Average Bean common mosaic virus (BCMV) antigen levels in parental lines and F₂ plants grouped by eIF4E genotype. In two experiments, A and B, plants were inoculated with BCMV strain NL1 and analysed by BCMV enzyme‐linked immunosorbent assay (ELISA) of the top leaves at 6 weeks post‐inoculation (wpi). Dark columns show the average BCMV antigen levels and the bars on top indicate the standard deviation within each group. The ELISA control (CON, white column) is the average of two non‐inoculated plants of USCR8. The PveIF4E genotype was determined by application of the RsaI cleaved amplified polymorphic sequence (CAPS) marker, and plants were grouped into homozygous PveIF4E¹ (4E¹/4E¹), homozygous PveIF4E² (4E²/4E²) and heterozygous (4E¹/4E²) plants. The number of plants in each group is indicated.

Figure 4

Average Bean common mosaic virus (BCMV) absorbance ratios in parental genotypes, F₂ plants homozygous for PveIF4E² (4E²/4E²) and F₃ plants derived from 4E²/4E² F₂ plants. (A) 4E²/4E² F₂ individuals (dark columns) and parental USCR8 plants (USCR8, grey columns) from experiments 1 and 2 are divided into enzyme‐linked immunosorbent assay (ELISA)‐positive (+) and ELISA‐negative (–) groups and compared with parental cultivar Dubbele Witte (DW) (all‐susceptible, grey column). (B) F₃ plants (dark columns) derived from ELISA‐positive (+) and ELISA‐negative (‐) 4E²/4E² F₂ (F₂+ and F₂–, respectively) plants were inoculated with BCMV strain NL1 and analysed by BCMV ELISA of the top leaves at 6 weeks post‐inoculation (wpi).
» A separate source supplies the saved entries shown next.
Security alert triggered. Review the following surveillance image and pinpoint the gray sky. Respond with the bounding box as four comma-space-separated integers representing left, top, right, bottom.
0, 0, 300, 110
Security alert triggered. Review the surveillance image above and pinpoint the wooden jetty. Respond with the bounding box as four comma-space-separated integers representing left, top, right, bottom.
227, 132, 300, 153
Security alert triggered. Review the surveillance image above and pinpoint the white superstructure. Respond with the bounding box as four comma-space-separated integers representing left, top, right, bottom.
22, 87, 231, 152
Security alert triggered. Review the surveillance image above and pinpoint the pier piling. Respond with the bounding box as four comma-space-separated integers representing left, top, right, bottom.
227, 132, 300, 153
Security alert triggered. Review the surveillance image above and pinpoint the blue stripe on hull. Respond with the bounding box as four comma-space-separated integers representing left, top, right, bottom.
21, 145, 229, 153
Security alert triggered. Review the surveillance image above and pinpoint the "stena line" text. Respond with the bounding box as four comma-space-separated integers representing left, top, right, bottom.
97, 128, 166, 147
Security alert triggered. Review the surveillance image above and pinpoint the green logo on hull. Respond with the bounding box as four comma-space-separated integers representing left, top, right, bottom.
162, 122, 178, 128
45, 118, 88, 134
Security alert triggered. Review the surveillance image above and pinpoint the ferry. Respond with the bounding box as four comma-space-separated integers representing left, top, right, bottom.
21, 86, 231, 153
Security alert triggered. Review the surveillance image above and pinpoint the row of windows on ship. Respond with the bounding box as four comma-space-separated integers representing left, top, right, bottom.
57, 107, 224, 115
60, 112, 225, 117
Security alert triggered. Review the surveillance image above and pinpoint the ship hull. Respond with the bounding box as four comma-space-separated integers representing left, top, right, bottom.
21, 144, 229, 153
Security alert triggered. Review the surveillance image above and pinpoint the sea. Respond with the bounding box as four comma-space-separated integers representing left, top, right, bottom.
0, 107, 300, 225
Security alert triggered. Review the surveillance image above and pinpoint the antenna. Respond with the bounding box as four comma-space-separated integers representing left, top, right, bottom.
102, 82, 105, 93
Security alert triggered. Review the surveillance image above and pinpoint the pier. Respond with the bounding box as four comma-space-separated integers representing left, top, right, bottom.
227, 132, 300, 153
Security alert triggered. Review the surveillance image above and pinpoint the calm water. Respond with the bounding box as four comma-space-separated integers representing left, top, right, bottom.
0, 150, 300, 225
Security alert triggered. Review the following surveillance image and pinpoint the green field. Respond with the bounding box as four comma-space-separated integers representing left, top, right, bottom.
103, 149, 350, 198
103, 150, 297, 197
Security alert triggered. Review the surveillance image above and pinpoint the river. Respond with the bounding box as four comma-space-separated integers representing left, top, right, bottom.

F₃ plants within each group were subdivided into ELISA positive (+) and ELISA negative (–) on the basis of the absorbance ratio. Columns show the absorbance ratios and the bars on top indicate the standard deviation within each group. The ELISA control (CON, white column) is the average of two non‐inoculated plants of USCR8. The number of plants in each group is indicated.